Say you're putting together a team to tackle a critical project for your business. How do you decide whom to assign to this essential work? Do you find the smartest people in the company and put them all on the problem? Or do you look for some other balance of skills and background? 

Entrepreneurs and other leaders struggle with this dilemma all the time. Helpfully, new research conducted by Harvard researchers and released by the National Bureau of Economic Research offers concrete guidance. 

EQ beats IQ for teamwork. 

The setup for the research was simple. The researchers recruited 255 volunteers and then evaluated them using standard tests of intelligence and personality before assigning them to work in groups to solve tricky problems. The research team then looked to see what traits among members predicted outstanding performance by the group. 

High IQ, it turns out, wasn't correlated with better outcomes. What was? As Sarah Todd highlighted on Quartz recently, the key variable that supercharged a group's performance was having members with particularly high emotional intelligence (EQ) as measured by a common psychological test that has subjects guess people's emotions from looking at their faces. 

Why did socially sensitive types boost performance more than big brains? The researchers found that those with high EQ were far better at keeping their teams on task and working efficiently. They also seem to motivate their team members to work more diligently when they're completing individual work. 

Studies agree: EQ is underrated.  

The bottom line here is pretty clear: When you're putting together a team, make sure you consider emotional skills as much if not more than intellectual ones. But while the takeaway is straightforward, it might meet resistance from some bosses more used to valuing the individual contributions of team members. 

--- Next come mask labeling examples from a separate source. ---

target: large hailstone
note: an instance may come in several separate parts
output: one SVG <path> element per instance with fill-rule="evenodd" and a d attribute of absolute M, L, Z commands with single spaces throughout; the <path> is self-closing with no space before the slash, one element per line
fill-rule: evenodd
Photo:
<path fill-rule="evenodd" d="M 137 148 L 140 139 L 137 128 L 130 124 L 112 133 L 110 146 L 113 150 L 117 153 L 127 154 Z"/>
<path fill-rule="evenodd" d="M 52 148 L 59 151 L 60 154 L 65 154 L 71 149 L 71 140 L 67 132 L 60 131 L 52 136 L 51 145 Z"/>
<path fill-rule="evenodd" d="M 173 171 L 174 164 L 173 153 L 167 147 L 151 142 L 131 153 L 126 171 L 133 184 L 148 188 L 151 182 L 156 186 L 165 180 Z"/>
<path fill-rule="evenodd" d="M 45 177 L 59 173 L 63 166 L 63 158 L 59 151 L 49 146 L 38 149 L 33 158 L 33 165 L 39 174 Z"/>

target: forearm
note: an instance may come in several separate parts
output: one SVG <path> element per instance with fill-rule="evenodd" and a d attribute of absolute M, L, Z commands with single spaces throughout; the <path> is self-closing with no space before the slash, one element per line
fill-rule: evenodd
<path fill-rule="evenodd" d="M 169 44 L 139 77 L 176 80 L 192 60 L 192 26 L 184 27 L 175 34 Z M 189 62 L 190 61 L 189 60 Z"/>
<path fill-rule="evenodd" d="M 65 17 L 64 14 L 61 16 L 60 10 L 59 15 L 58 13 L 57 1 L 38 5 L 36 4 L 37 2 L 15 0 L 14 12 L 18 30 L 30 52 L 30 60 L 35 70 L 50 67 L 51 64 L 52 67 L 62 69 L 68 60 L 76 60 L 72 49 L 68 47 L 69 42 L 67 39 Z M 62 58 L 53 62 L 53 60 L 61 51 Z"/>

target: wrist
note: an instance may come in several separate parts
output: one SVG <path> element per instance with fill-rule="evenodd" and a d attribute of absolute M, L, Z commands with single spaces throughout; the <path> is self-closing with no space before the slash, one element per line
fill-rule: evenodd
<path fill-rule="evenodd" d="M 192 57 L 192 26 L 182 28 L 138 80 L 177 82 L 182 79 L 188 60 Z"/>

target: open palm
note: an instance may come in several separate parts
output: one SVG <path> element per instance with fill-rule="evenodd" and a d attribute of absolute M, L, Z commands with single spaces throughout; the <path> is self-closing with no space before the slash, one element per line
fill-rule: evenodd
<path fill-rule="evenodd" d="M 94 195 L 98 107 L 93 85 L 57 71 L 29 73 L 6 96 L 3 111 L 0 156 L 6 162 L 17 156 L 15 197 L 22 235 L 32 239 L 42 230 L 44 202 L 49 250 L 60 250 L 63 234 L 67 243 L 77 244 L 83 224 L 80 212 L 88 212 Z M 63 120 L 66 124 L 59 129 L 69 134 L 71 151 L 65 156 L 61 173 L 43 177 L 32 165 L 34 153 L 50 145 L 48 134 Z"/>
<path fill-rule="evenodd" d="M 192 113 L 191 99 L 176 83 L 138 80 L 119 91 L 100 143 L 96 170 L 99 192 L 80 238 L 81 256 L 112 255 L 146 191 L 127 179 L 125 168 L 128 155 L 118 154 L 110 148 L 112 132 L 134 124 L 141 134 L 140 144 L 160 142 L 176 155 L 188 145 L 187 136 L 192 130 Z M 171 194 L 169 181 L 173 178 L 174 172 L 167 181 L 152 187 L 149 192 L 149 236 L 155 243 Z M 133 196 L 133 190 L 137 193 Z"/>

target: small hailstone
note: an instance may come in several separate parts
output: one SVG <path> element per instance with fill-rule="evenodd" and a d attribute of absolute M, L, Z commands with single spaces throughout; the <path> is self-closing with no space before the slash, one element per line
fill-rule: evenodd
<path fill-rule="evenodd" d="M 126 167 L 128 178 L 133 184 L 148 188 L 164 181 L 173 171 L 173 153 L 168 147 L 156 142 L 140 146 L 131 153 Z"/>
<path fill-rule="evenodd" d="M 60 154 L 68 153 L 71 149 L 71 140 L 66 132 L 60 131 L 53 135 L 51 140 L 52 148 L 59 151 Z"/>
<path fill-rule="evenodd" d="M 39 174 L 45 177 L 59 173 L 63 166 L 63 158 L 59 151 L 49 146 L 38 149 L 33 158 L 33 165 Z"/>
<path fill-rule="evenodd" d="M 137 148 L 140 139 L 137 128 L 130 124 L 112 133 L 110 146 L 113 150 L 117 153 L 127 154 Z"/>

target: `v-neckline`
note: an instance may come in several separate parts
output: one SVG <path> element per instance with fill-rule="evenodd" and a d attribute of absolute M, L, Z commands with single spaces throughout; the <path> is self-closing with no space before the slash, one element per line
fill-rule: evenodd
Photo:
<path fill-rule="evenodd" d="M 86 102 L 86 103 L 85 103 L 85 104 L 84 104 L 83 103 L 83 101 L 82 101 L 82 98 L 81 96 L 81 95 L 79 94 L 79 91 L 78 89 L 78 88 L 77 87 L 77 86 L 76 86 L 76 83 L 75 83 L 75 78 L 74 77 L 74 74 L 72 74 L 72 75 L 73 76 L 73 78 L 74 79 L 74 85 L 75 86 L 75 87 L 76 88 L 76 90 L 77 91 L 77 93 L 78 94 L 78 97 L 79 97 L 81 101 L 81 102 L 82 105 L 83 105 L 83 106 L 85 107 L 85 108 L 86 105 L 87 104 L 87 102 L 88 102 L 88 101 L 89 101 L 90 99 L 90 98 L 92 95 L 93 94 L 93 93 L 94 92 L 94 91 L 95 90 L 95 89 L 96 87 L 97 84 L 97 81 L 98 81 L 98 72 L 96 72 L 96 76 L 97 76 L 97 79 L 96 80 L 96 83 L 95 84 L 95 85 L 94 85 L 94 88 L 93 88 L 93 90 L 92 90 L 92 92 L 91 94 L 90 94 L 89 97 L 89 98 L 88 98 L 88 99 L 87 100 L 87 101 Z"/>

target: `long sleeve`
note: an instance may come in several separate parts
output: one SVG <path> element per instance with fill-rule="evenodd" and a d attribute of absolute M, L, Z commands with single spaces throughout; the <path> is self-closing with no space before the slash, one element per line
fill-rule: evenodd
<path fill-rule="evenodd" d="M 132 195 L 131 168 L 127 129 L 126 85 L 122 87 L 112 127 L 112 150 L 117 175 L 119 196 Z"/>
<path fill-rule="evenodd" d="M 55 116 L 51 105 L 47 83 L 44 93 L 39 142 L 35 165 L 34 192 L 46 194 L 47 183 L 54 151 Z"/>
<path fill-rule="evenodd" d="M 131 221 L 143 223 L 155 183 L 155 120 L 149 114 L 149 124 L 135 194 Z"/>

If that's you, it could be helpful to know that this one study isn't an outlier. Google research found EQ matters more than IQ or technical competence for becoming a successful manager. Research out of Columbia suggests the ROI on working to improve your EQ is far higher than that for working to get smarter. And a Yale study showed those with high EQ make dramatically better decisions

So next time you've got a knotty problem to solve don't just look to the smartest people in the room. Instead, prioritize social skills when putting together your team and you're likely to see better results faster than if you just focus on IQ alone.